Rachel had stood in the hall, overhearing the report. As the servants walked out, the men tipped their caps and the ladies patted her arm or squeezed her hand. She knew they wanted to offer comfort, but kept their distance.

The sound of hoof beats in the yard drew her to the front door. John was riding up, and Rachel eagerly stepped outside and was near him the moment he jumped off his horse. He gathered her up in his arms, tightly pressing her to his chest. She sighed.

"How is she?" he whispered.

"Amanda's only come to her senses once or twice. She either cries uncontrollably until she is asleep again, or stares in a way that makes us think her mind is lost. We are all worried. She hasn't eaten since yesterday." Rachel sniffled, then forced a smile and looked up at him.

"I've only come for a moment," John said. "Another express came with information from Dabney's father. He's set the funeral for Saturday and would like your father to come, if he's able."

"Come in. We'll talk to Father."

They walked through the entry, their footsteps ringing loudly in the dreadfully solemn house. Rachel went to the study door, knocked quietly, and heard no reply. She knocked again and then cracked the door open.

"Father?" She glanced around. He sat, not in his usual chair, but in an upholstered wood chair, looking out the window. He had a great view of the pastures full of horses, but his staring eyes did not follow their movements. "Father, John is here with some information for you."

He turned, realizing someone was there. "Rachel, John, come in." He moved behind his desk and sat down.

"Vicar Pearce, I have had a note from Dabney's father. The inquest is finished, and declared the death an accident. Lord Dabney is bringing him home, and has set the funeral for Saturday evening."

"Three days? Hmm." He rubbed the stubble on his chin and said no more.

"Father, should we be part of the funeral procession? Or attend the church service?"

"No, probably not Amanda, nor any of my daughters. Perhaps Mrs. Pearce and I could go."

"Sir, my father and I will be traveling there. We leave in a few hours. Please, come with us."

"That is kind, yes." He nodded absently.After a moment of staring, he looked up, as if realizing they were still there. "Uh...what time would your coach leave?"

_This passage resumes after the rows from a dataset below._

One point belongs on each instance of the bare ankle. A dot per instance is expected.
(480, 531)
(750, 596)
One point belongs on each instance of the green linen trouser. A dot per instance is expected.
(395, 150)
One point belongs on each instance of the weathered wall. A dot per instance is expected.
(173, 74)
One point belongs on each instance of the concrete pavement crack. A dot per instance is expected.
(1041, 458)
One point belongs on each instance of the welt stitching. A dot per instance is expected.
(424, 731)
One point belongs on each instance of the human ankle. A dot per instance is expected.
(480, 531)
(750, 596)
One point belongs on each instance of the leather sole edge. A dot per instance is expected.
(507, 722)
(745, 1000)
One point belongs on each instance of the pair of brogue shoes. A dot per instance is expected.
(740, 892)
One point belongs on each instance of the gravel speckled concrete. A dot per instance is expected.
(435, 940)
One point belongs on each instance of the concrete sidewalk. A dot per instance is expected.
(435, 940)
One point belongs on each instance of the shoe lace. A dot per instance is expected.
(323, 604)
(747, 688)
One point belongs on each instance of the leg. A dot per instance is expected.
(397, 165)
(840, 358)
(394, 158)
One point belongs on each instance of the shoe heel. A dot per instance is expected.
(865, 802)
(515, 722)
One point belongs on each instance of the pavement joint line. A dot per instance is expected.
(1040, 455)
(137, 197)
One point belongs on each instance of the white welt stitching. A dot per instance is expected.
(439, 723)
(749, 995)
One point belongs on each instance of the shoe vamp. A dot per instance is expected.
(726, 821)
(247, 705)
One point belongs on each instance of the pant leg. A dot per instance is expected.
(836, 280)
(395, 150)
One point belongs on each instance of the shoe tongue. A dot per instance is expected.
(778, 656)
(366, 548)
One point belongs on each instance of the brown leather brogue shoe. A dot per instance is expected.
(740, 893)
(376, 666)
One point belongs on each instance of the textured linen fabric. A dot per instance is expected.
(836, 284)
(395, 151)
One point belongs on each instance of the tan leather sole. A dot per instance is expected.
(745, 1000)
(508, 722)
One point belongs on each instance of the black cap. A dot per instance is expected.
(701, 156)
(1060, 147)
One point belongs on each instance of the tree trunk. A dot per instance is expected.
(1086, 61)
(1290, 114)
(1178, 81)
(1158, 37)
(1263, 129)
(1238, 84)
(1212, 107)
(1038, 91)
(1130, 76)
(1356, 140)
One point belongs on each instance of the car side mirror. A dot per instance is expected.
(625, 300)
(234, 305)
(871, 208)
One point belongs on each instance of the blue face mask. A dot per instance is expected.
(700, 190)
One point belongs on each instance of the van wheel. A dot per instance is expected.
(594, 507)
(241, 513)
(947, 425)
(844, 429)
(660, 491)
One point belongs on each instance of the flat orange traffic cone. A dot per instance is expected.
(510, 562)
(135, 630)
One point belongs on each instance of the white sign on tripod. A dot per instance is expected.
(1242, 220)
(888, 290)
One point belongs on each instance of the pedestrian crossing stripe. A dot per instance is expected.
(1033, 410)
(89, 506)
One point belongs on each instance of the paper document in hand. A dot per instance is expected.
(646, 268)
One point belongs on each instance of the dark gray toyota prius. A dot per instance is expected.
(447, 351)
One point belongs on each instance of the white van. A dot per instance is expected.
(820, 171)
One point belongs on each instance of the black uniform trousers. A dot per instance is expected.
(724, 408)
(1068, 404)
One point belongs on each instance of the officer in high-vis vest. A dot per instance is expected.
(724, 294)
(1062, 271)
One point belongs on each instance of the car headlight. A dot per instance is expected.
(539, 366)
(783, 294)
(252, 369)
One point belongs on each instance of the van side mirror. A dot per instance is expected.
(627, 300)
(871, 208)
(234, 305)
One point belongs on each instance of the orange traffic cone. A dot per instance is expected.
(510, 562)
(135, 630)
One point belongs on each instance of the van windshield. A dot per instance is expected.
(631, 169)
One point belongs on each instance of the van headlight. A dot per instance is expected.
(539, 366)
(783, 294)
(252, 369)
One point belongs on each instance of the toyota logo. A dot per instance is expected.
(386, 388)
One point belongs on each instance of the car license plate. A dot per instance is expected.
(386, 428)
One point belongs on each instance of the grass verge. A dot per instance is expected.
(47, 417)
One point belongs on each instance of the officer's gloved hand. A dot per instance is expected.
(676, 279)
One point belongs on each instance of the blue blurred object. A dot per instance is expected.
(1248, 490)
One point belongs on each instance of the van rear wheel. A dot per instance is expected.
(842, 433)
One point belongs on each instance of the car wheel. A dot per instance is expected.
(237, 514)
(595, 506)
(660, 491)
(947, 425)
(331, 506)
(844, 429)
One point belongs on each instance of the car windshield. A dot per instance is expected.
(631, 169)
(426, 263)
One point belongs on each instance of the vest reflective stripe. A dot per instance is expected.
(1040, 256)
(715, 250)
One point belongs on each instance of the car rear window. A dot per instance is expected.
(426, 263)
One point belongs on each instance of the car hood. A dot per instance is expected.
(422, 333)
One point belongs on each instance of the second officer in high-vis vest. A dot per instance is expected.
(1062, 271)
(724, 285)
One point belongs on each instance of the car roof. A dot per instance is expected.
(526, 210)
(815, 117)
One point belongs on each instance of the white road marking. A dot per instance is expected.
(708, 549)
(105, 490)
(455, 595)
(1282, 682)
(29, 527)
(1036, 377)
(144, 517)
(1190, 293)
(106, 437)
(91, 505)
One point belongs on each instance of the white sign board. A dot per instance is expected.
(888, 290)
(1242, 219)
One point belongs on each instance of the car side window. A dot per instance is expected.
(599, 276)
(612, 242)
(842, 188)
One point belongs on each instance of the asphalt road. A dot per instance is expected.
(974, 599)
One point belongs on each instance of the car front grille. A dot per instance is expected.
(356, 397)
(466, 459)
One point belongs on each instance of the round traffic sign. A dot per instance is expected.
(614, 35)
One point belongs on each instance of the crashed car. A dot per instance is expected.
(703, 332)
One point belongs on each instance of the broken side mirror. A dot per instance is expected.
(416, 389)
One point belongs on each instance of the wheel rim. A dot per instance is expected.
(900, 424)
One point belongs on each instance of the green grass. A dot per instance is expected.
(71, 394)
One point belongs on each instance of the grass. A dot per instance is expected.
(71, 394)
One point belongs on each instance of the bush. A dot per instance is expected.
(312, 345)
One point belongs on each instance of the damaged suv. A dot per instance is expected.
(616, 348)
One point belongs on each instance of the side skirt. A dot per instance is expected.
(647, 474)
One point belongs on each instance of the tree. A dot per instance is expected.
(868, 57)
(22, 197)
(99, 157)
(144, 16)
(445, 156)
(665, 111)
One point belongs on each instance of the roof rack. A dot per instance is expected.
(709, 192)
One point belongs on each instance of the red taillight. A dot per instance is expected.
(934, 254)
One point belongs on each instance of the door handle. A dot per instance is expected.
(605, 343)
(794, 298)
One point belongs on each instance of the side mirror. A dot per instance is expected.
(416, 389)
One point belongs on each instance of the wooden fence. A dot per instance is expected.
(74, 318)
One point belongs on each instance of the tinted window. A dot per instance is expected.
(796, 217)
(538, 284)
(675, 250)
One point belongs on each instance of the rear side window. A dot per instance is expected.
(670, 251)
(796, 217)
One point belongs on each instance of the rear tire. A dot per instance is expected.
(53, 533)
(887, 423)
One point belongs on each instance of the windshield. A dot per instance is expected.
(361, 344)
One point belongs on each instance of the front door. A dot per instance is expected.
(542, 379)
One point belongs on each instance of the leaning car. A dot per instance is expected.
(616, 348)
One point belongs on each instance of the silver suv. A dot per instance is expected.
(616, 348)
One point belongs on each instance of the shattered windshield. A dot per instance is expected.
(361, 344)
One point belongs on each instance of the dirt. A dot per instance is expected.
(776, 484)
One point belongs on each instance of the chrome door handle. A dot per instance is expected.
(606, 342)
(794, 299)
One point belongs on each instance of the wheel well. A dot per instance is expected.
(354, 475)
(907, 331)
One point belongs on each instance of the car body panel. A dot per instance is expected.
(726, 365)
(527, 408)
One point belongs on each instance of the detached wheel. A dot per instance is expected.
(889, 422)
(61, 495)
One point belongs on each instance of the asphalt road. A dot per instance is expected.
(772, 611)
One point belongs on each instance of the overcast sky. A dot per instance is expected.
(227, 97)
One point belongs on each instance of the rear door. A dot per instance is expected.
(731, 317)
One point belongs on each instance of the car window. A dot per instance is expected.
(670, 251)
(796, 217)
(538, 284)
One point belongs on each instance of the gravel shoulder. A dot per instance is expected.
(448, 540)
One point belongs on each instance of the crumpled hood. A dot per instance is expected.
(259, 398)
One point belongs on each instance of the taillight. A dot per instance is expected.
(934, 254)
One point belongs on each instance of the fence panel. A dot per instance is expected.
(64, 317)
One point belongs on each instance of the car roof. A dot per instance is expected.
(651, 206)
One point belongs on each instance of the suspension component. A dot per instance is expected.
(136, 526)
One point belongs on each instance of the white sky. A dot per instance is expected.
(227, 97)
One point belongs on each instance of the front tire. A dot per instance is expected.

"We shall call at 3:00, sir."

"Thank you." He stood and they shook hands, then Rachel followed John out of the house.

"Please be careful on your journey," she said, smiling tightly, but with eyes that pleaded for reassurance.

"I will be. Our coach and four will get us there in a day, and your father will be of some comfort to them, I'm sure."

Rachel nodded. John squeezed her hand, then went to take his horse from the hitching post. He mounted, tipped his hat to Rachel, then trotted down the drive.

Back in the house, Rachel found her father pacing in the drawing room. "What worries you?'

"Oh, the funeral trip will be fine. Cartwright can come over and preach on Sunday. Clyde will handle the horses while I'm gone. But I've had a note from the constable during the inquest. It seems that Dabney's valet made several statements about how poorly the team of horses traveled, that they shouldn't have been sold to Dabney when they were so ill-bred. It's concerning."